Confidentiality is essential to encourage people to voice their concerns and problems. There are several federal and state legal requirements that relate to a person’s individual privacy and healthcare information disclosure (Cohen & Mello, 2018). However, if the providers are working with patients and their records, first of all, they need to know the Health Insurance Portability and Accountability Act (HIPAA) (Cohen & Mello, 2018). Specifically, the rule provides a request for written permission from an individual to release personal health information, unless there is a specific exception, such as health operation, payment, and treatment (Cohen & Mello, 2018). It constitutes the most critical piece of legislation regarding the unauthorized use of patient information and the required action in situations where it should be disclosed.

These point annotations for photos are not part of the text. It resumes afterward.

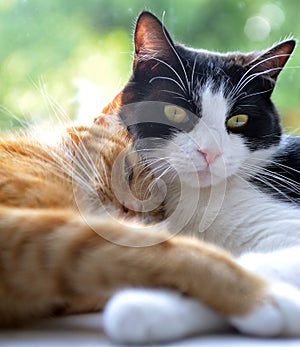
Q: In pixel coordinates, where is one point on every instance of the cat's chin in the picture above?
(201, 179)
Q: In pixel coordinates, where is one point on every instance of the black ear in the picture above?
(272, 61)
(151, 39)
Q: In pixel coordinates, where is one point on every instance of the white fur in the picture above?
(145, 316)
(218, 204)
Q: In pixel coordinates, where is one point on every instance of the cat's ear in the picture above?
(151, 39)
(271, 62)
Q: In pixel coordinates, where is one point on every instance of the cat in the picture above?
(205, 123)
(75, 226)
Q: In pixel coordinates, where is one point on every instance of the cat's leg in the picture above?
(51, 258)
(157, 315)
(140, 315)
(279, 314)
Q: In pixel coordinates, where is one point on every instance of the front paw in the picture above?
(140, 316)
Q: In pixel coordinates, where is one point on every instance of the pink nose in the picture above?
(209, 156)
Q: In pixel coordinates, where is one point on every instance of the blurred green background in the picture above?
(62, 57)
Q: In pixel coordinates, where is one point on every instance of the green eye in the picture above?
(237, 121)
(175, 114)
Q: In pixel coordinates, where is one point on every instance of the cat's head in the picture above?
(204, 113)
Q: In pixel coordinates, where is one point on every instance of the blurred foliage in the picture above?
(71, 57)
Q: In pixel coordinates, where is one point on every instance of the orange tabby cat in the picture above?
(62, 252)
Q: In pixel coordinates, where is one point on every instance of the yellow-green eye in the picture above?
(237, 121)
(175, 113)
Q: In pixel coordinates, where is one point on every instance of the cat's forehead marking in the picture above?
(213, 104)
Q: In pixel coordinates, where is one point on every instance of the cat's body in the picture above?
(65, 246)
(213, 135)
(63, 251)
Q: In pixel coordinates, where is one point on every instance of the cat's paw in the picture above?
(153, 315)
(278, 315)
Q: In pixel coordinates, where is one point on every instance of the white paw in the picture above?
(154, 315)
(279, 315)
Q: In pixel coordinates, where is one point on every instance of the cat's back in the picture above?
(30, 175)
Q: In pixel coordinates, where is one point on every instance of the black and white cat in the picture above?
(206, 124)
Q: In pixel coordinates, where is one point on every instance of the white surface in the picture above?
(85, 331)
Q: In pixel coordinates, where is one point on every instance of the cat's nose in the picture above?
(209, 155)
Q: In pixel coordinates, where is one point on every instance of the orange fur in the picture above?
(61, 254)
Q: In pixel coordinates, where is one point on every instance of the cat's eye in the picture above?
(175, 113)
(237, 121)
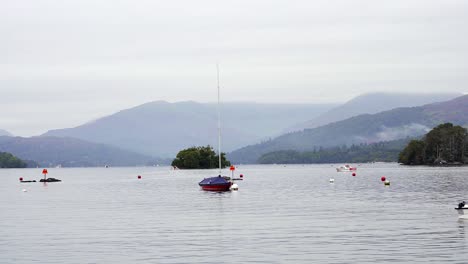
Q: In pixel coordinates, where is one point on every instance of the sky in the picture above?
(64, 63)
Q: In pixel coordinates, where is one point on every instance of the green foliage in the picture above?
(7, 160)
(444, 144)
(199, 158)
(413, 153)
(382, 151)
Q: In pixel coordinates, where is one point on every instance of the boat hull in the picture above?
(215, 184)
(216, 188)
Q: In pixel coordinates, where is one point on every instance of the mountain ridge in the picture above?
(366, 128)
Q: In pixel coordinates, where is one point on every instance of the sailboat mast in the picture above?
(219, 123)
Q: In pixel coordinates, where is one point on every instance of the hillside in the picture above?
(372, 103)
(389, 125)
(162, 129)
(69, 152)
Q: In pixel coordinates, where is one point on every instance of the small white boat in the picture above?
(462, 210)
(346, 168)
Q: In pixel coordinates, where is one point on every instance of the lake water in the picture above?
(281, 214)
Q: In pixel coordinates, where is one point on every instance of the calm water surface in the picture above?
(281, 214)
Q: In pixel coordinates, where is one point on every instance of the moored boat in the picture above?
(216, 184)
(462, 210)
(346, 168)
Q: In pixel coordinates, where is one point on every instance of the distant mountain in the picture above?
(69, 152)
(389, 125)
(162, 129)
(373, 103)
(5, 133)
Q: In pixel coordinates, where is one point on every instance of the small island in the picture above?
(446, 145)
(7, 160)
(199, 158)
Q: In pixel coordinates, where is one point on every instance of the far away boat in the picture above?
(218, 183)
(462, 210)
(346, 168)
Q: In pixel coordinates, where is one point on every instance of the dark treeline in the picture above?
(382, 151)
(7, 160)
(199, 158)
(445, 144)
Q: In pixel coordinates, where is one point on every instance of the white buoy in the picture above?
(234, 187)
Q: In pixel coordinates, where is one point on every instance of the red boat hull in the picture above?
(216, 187)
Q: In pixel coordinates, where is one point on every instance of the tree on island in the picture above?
(199, 158)
(7, 160)
(445, 144)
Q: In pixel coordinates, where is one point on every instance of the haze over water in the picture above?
(281, 214)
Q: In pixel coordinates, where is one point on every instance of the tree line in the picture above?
(445, 144)
(7, 160)
(199, 158)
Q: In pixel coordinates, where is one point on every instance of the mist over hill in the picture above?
(70, 152)
(373, 103)
(162, 129)
(5, 133)
(388, 125)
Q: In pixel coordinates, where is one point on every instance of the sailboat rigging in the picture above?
(219, 183)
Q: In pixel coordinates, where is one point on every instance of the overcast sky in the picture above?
(63, 63)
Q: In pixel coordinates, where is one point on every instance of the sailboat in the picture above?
(218, 183)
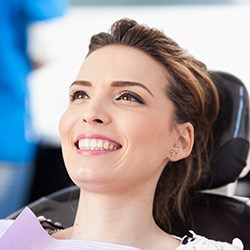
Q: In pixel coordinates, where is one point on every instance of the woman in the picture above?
(137, 129)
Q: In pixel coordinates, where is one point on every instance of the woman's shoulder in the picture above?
(202, 243)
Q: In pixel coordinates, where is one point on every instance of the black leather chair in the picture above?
(218, 217)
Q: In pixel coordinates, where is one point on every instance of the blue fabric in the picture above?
(16, 144)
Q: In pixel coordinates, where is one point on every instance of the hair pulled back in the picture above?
(195, 100)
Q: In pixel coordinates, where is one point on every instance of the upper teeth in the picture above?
(96, 144)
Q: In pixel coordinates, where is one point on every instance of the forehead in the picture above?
(119, 62)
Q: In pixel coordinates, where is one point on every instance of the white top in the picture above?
(26, 233)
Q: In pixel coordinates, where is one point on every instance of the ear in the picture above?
(184, 143)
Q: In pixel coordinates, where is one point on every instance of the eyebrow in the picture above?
(114, 84)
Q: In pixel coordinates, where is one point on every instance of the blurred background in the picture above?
(214, 31)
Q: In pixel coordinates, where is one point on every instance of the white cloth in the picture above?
(26, 233)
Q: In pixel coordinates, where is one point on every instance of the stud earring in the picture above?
(173, 153)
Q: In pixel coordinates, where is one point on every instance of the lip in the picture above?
(95, 136)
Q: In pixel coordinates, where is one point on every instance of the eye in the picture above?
(130, 97)
(78, 95)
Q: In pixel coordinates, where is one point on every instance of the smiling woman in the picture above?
(137, 128)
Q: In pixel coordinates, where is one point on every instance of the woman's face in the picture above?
(118, 128)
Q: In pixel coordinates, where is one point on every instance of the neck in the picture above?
(121, 219)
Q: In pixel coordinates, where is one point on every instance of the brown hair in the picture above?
(195, 99)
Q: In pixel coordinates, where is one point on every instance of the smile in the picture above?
(97, 144)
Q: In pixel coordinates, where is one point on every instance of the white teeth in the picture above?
(96, 144)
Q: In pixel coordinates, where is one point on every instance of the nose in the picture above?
(96, 114)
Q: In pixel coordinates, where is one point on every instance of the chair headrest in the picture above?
(230, 132)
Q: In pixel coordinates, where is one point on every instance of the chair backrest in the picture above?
(230, 132)
(215, 216)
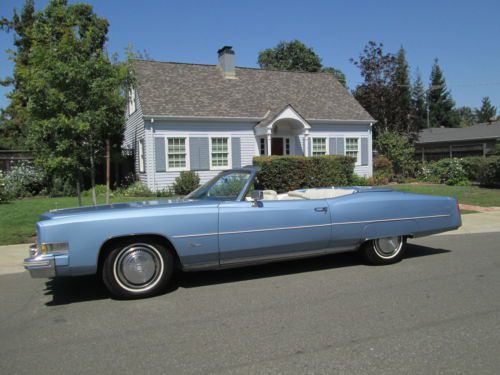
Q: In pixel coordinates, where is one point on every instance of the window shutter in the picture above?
(332, 147)
(160, 155)
(198, 154)
(236, 152)
(364, 151)
(340, 146)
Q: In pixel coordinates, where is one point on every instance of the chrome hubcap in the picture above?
(388, 247)
(138, 267)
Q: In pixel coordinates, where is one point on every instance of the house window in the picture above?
(176, 153)
(352, 148)
(142, 163)
(131, 101)
(319, 147)
(262, 146)
(219, 153)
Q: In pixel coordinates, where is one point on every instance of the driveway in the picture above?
(438, 311)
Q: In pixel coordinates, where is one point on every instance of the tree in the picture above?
(337, 74)
(402, 100)
(419, 111)
(76, 94)
(487, 112)
(375, 94)
(440, 102)
(293, 55)
(13, 119)
(466, 116)
(296, 56)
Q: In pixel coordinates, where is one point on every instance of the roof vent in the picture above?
(226, 62)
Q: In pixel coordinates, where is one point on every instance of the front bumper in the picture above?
(40, 265)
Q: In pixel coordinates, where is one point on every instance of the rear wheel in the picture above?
(134, 269)
(385, 250)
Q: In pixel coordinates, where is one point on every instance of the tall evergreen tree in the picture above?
(375, 94)
(13, 119)
(402, 105)
(487, 112)
(440, 101)
(419, 110)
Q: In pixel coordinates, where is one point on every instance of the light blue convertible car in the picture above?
(135, 247)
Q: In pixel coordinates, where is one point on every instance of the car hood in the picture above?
(116, 207)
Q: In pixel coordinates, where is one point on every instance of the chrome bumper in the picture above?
(40, 265)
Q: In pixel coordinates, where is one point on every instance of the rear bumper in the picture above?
(40, 266)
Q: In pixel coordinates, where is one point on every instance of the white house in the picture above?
(208, 118)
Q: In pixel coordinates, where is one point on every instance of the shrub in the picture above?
(398, 150)
(24, 180)
(472, 166)
(489, 174)
(286, 173)
(138, 189)
(186, 183)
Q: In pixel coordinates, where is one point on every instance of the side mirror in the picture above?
(257, 195)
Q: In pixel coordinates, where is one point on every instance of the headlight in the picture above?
(54, 248)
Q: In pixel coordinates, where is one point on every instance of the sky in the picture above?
(462, 34)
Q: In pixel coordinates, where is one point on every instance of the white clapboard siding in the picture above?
(134, 131)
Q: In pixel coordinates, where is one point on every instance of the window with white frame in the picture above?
(219, 152)
(176, 153)
(352, 148)
(319, 147)
(131, 101)
(142, 163)
(262, 146)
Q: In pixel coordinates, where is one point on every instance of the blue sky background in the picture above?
(464, 35)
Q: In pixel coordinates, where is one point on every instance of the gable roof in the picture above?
(475, 132)
(191, 90)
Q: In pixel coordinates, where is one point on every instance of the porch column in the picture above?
(268, 137)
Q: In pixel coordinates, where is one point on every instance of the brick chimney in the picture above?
(226, 62)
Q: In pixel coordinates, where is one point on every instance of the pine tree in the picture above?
(440, 101)
(487, 112)
(401, 112)
(13, 119)
(419, 111)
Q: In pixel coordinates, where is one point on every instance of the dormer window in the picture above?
(131, 101)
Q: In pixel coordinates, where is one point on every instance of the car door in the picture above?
(272, 230)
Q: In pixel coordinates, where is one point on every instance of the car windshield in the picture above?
(225, 186)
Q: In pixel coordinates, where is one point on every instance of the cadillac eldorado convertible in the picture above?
(135, 247)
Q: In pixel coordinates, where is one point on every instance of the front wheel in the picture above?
(385, 250)
(137, 269)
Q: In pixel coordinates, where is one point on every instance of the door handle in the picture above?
(321, 209)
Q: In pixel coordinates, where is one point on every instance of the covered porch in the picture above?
(283, 133)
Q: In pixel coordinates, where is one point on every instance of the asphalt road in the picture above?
(438, 311)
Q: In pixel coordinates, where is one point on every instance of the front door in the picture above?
(277, 146)
(273, 230)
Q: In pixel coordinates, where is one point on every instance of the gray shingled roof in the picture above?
(177, 89)
(475, 132)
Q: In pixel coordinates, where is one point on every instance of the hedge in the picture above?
(489, 174)
(286, 173)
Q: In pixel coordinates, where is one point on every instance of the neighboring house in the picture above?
(207, 118)
(476, 140)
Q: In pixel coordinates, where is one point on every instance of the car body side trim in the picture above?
(310, 226)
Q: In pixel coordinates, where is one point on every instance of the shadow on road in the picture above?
(69, 290)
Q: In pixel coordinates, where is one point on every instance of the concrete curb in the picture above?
(12, 256)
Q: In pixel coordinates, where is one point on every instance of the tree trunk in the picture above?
(108, 170)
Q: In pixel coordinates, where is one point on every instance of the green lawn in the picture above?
(18, 218)
(473, 195)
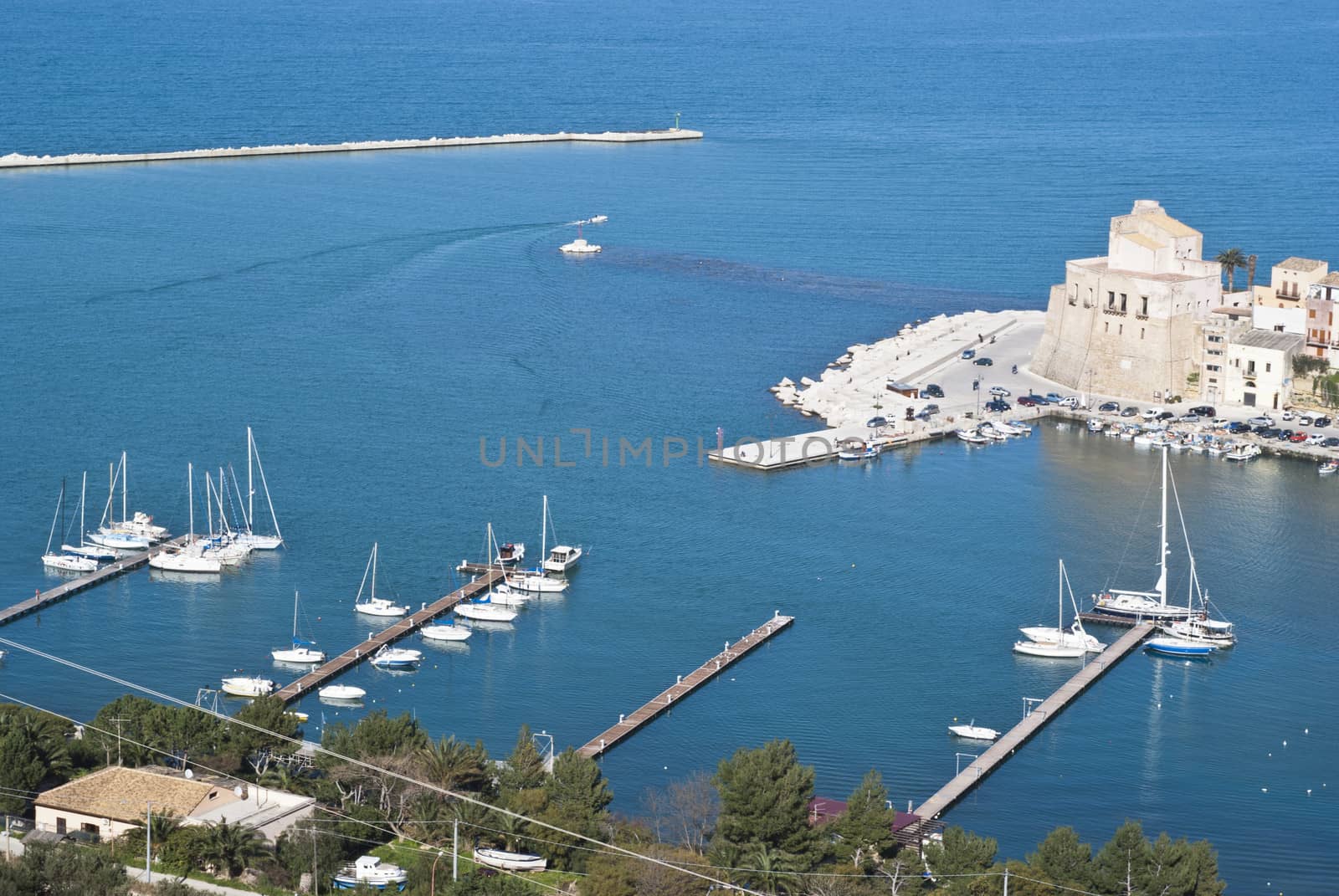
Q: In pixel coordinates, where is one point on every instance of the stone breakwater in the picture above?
(17, 160)
(854, 386)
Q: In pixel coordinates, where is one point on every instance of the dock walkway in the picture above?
(1031, 724)
(359, 653)
(84, 583)
(628, 724)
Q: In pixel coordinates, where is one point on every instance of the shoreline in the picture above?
(20, 161)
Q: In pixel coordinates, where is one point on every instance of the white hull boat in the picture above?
(248, 686)
(974, 731)
(509, 860)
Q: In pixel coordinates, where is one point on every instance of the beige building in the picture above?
(114, 800)
(1259, 369)
(1128, 323)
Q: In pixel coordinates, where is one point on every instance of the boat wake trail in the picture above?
(428, 238)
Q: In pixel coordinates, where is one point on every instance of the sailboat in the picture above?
(301, 650)
(535, 580)
(192, 556)
(1059, 637)
(375, 606)
(251, 536)
(85, 548)
(64, 561)
(1147, 606)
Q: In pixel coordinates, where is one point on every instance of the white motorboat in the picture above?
(248, 686)
(1148, 606)
(510, 553)
(375, 606)
(485, 610)
(448, 631)
(370, 871)
(397, 658)
(301, 651)
(509, 860)
(974, 731)
(1059, 635)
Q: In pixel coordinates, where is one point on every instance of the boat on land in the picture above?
(248, 686)
(301, 651)
(1059, 637)
(397, 658)
(1147, 606)
(974, 731)
(341, 693)
(64, 561)
(375, 606)
(192, 556)
(370, 871)
(509, 860)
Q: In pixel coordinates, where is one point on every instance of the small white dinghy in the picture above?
(510, 860)
(248, 686)
(974, 731)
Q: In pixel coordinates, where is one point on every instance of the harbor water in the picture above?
(381, 318)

There are other acceptable cases where patient information may be released. In particular, Bulletin: HIPAA Privacy in Emergency Situations allows for it when it is necessary to reduce or prevent an imminent and serious threat to human safety and health (Cohen & Mello, 2018). It is connected with Nonmaleficence’s ethical principle, which is defined as the absence of harm (Majumder & Guerrini, 2016). This term employs in protecting patients from danger and relieving suffering. In my experience, there was a case where the provider, when a patient was in jeopardy, communicated his concerns to a manager, and thus helped prevent the risk of harm.
To summarize, guidelines for maintaining confidentiality and the use of appropriate legal and ethical principles in disclosing information are undoubtedly crucial for building a significant patient-healthcare provider relationship and maintaining standards of care. It should be minded that in case of disclosure of information, the minimum amount necessary for solving a particular situation must be transferred to the authorities or relevant persons. Among the other recommendations, the guideline may include referring the patient to a safer means of communication or to a professional site in case of requesting him to join the provider’s personal network. Otherwise, the consequences are the violation of personal and professional boundaries.
Cohen, G. & Mello, M. M. (2018). HIPAA and Protecting Health Information in the 21st Century. JAMA, 320(3), 231–232. Web.
Majumder, M. A. & Guerrini, C. J. (2016). Federal privacy protections: Ethical foundations, sources of confusion in clinical medicine, and controversies in biomedical research. AMA Journal Ethics, 18(3), 288-298. Web.